Obtaining and comprehensive evaluation of diagnostic serum to Yersinia pseudotuberculosis antigen, isolated using dimethyl sulphoxide

The aim of the study is to obtain hyperimmune blood sera of guinea pig and rabbit using an antigen isolated from Yersinia pseudotuberculosis cells using dimethyl sulfoxide, as well as to study the possibility of complex use of the obtained specific antibodies in indirect enzyme immunoassay (ELISA) for the detection of Yersinia. To obtain hyperimmune sera, a mixture of antigen and adjuvant was used in a ratio of 1:1. Proteins predominated in the composition of the antigen. It was administered to animals in the amount of 0.6 mg per guinea pig and 2 mg per rabbit. 1 % polyazolidinammonium modified with iodine hydrate ions was used as an adjuvant. Animals were immunized subcutaneously five times with an interval of 2 weeks. The resulting sera showed generic specificity in ELISA against Yersinia enterocolitica and Yersinia pseudotuberculosis (1:6400-1:25600). Their interaction with Escherichia coli, Salmonella typhimurium, Proteus vulgaris, Enterobacter aerogenes, Brucella abortus was insignificant (1:100-1:400).
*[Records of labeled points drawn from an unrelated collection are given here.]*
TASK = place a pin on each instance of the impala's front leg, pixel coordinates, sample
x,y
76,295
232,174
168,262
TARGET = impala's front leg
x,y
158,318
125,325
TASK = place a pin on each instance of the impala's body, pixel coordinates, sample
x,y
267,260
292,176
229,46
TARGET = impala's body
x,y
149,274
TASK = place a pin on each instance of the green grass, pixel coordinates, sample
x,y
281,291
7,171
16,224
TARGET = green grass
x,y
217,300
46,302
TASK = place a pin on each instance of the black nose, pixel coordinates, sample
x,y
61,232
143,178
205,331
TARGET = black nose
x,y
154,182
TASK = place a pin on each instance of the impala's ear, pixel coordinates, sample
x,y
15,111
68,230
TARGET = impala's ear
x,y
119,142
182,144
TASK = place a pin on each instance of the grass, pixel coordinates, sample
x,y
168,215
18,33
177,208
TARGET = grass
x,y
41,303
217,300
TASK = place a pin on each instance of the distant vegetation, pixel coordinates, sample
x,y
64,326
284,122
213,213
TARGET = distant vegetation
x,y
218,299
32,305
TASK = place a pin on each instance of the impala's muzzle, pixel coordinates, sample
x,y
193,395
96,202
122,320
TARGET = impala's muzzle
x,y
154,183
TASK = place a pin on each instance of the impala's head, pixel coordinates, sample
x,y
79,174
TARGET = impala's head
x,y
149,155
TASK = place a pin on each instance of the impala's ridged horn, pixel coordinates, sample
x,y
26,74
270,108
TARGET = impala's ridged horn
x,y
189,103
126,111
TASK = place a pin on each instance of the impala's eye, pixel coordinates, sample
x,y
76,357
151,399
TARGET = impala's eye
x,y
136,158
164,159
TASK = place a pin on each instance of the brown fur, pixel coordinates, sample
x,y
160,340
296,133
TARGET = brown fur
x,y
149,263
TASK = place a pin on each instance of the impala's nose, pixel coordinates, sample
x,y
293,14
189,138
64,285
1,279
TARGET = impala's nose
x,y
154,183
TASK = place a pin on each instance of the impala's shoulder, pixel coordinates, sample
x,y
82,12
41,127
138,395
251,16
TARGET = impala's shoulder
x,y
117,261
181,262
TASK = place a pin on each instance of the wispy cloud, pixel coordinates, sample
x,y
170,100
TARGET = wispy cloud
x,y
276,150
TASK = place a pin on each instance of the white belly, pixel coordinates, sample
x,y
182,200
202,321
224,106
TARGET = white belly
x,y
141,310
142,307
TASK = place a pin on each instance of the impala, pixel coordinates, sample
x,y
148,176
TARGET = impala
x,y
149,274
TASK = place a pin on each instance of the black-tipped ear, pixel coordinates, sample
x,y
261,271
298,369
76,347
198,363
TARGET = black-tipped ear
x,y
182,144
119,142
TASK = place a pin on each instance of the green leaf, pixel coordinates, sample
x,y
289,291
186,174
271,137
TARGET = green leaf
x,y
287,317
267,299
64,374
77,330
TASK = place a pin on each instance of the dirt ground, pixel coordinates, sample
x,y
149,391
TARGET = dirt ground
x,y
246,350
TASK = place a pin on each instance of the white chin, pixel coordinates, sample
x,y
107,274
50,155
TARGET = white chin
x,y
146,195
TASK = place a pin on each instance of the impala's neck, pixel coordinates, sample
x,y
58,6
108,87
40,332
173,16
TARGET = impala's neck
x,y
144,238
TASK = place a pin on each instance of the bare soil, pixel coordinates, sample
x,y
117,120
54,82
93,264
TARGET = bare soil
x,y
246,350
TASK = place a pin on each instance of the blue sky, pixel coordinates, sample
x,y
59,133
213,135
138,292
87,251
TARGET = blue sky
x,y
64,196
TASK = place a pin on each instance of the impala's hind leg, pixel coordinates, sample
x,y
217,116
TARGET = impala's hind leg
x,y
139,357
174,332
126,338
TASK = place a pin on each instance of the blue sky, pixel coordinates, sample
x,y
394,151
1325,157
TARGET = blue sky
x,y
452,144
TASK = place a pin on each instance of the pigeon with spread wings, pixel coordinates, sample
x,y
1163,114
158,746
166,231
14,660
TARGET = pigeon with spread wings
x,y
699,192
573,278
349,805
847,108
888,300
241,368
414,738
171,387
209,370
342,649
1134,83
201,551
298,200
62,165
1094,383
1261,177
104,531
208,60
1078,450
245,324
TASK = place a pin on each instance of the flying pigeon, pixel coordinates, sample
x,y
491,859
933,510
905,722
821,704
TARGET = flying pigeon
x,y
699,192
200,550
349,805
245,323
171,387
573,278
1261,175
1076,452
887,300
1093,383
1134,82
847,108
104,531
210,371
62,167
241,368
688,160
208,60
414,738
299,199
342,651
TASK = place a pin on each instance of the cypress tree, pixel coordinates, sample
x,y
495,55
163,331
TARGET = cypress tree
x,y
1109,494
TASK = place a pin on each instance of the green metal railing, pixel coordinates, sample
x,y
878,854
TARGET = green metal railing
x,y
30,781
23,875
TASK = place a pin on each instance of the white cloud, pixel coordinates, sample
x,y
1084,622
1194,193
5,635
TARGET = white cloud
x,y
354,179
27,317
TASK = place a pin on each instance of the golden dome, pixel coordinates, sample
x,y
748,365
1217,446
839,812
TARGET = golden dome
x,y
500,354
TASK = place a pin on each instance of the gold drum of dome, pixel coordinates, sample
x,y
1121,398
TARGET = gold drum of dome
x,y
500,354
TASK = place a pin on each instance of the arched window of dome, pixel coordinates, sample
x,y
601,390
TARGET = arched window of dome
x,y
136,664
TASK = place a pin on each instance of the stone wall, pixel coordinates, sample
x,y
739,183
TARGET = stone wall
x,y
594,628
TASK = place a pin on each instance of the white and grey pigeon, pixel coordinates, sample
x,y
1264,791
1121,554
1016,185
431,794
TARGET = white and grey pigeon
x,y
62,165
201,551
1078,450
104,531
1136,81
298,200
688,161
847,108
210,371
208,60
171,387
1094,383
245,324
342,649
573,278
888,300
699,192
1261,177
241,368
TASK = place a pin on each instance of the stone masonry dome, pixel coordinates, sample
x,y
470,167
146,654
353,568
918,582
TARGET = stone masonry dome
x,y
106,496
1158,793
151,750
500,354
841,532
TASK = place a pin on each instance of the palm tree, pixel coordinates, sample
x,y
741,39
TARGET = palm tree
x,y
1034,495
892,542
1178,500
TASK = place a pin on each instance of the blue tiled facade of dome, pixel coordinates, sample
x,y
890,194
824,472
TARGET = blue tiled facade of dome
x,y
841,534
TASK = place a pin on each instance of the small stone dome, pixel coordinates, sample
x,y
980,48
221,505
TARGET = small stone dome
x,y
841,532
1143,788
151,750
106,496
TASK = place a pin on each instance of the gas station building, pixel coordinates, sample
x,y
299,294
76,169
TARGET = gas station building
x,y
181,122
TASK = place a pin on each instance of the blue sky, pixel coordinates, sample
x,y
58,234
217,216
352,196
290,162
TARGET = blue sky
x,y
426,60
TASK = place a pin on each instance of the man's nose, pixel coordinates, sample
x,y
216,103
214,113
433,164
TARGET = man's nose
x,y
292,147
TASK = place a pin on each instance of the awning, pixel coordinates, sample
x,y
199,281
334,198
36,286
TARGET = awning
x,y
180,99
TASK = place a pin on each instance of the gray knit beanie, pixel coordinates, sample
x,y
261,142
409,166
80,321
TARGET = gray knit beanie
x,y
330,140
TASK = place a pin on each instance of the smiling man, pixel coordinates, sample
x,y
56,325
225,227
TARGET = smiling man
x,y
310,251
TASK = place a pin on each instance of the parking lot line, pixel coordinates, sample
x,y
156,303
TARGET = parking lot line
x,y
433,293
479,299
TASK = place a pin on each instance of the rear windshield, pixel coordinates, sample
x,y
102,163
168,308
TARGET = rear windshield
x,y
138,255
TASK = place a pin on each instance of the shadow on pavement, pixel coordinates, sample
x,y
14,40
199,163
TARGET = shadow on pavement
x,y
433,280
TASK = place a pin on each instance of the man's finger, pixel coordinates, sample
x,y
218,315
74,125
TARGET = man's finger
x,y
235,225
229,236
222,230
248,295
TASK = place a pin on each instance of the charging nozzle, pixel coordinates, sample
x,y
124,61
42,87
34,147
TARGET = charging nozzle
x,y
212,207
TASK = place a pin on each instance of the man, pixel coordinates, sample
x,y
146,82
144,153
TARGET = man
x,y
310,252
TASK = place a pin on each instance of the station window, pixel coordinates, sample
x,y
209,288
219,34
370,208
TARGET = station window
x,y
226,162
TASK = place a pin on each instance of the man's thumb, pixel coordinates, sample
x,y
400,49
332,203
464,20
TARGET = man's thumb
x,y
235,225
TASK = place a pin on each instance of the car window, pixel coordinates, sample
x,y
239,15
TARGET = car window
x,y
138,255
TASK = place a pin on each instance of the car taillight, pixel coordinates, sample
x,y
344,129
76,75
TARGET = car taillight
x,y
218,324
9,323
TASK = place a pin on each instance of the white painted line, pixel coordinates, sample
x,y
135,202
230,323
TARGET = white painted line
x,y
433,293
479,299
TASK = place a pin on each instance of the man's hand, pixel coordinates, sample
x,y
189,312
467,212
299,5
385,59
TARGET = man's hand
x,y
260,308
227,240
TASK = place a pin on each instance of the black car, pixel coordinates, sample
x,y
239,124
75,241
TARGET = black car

The complex use of specific hyperimmune blood sera from two animal species made it possible to conduct indirect ELISA for antigen detection. To do this, we adsorbed guinea pig antibodies on the surface of microplate wells. Then, with the help of rabbit serum, an indication of the antigen attached to the guinea pig antibodies adsorbed on the microplate was carried out. Rabbit antibodies were detected with a peroxidase antispecies conjugate. The complex use of experimental sera made it possible to detect enteropathogenic Yersinia in the accumulation medium even under conditions of significant fecal contamination of the test material already on the 3rd day of “cold enrichment”, provided that at least 50 Yersinia cells were added to 1 ml of the accumulation medium.